Identity data locality matters because identity telemetry often contains the clearest evidence of compromise, privilege misuse, and automation abuse. If that data is scattered across regions, teams may lose forensic continuity, violate retention requirements, or create unnecessary exposure through replication into less controlled environments. NHIMG research shows that only 5.7% of organisations have full visibility into their service accounts, which means locality decisions can directly affect whether investigators can even reconstruct what an NHI did.

This is especially important for service accounts, API keys, and agentic workflows, where identity events are both operationally sensitive and security-critical. Mismanaged locality can also undermine trust boundary design, because the place where data is processed often determines who can administer it and which monitoring tools are allowed to inspect it. The 52 NHI Breaches Analysis and the Top 10 NHI Issues both reinforce that identity visibility failures frequently become incident-response failures.

Organisations typically encounter the consequences only after a breach investigation, at which point identity data locality becomes operationally unavoidable to address.

Standards & Framework Alignment

This section maps relevant standards and security frameworks to the operational risks and controls described in this guidance.
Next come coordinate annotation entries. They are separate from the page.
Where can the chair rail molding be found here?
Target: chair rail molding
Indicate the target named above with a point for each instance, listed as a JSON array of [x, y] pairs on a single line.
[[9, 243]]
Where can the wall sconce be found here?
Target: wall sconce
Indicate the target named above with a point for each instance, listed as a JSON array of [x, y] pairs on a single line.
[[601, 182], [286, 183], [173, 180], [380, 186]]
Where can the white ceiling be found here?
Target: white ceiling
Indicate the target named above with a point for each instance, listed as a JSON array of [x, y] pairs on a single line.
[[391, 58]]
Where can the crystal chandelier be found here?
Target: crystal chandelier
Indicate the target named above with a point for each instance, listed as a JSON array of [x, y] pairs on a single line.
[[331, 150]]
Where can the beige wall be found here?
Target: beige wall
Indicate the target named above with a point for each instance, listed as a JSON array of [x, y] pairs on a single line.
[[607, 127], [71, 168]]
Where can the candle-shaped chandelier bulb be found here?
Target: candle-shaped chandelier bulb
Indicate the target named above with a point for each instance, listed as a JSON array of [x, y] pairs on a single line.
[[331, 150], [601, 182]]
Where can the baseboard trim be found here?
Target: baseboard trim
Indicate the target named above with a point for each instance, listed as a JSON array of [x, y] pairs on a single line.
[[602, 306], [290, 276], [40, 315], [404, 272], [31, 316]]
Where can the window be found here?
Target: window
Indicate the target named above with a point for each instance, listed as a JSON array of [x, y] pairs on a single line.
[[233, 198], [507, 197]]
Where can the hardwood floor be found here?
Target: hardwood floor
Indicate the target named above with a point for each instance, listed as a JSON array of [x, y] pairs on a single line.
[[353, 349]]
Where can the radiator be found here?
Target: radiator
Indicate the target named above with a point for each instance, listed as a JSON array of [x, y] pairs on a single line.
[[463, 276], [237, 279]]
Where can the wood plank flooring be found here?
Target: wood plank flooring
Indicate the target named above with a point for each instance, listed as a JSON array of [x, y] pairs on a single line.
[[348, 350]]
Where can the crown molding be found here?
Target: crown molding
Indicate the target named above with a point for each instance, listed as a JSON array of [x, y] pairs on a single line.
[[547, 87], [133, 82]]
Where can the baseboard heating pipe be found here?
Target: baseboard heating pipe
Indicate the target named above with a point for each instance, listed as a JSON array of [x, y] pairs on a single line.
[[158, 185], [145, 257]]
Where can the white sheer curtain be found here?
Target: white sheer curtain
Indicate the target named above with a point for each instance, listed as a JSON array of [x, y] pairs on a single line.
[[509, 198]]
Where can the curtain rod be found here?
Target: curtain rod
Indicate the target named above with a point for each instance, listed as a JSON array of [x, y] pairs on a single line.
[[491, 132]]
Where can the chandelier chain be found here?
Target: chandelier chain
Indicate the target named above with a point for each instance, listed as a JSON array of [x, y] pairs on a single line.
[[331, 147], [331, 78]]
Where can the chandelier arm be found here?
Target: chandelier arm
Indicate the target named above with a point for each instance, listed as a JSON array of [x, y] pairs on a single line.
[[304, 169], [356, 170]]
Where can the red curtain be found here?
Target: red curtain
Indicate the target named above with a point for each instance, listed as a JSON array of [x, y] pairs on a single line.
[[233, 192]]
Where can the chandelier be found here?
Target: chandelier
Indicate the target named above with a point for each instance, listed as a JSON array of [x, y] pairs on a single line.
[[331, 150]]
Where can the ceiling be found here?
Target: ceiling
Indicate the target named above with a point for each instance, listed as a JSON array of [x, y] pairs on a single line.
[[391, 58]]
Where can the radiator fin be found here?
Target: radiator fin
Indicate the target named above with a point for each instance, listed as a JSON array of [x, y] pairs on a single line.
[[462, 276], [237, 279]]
OWASP Non-Human Identity Top 10 address the attack and risk surface, while NIST CSF 2.0 and NIST Zero Trust (SP 800-207) set the governance and control requirements practitioners need to meet.

Framework Control / Reference Relevance
NIST CSF 2.0 GV.SC Identity data locality affects governed data handling across security domains and suppliers.
NIST Zero Trust (SP 800-207) SP-4 Zero Trust depends on controlled policy and telemetry paths for identity decisions.
OWASP Non-Human Identity Top 10 NHI-01 Locality determines where NHI telemetry and secrets-related evidence can be observed and governed.

Define where identity evidence is processed and retained, then enforce those boundaries in governance and supplier reviews.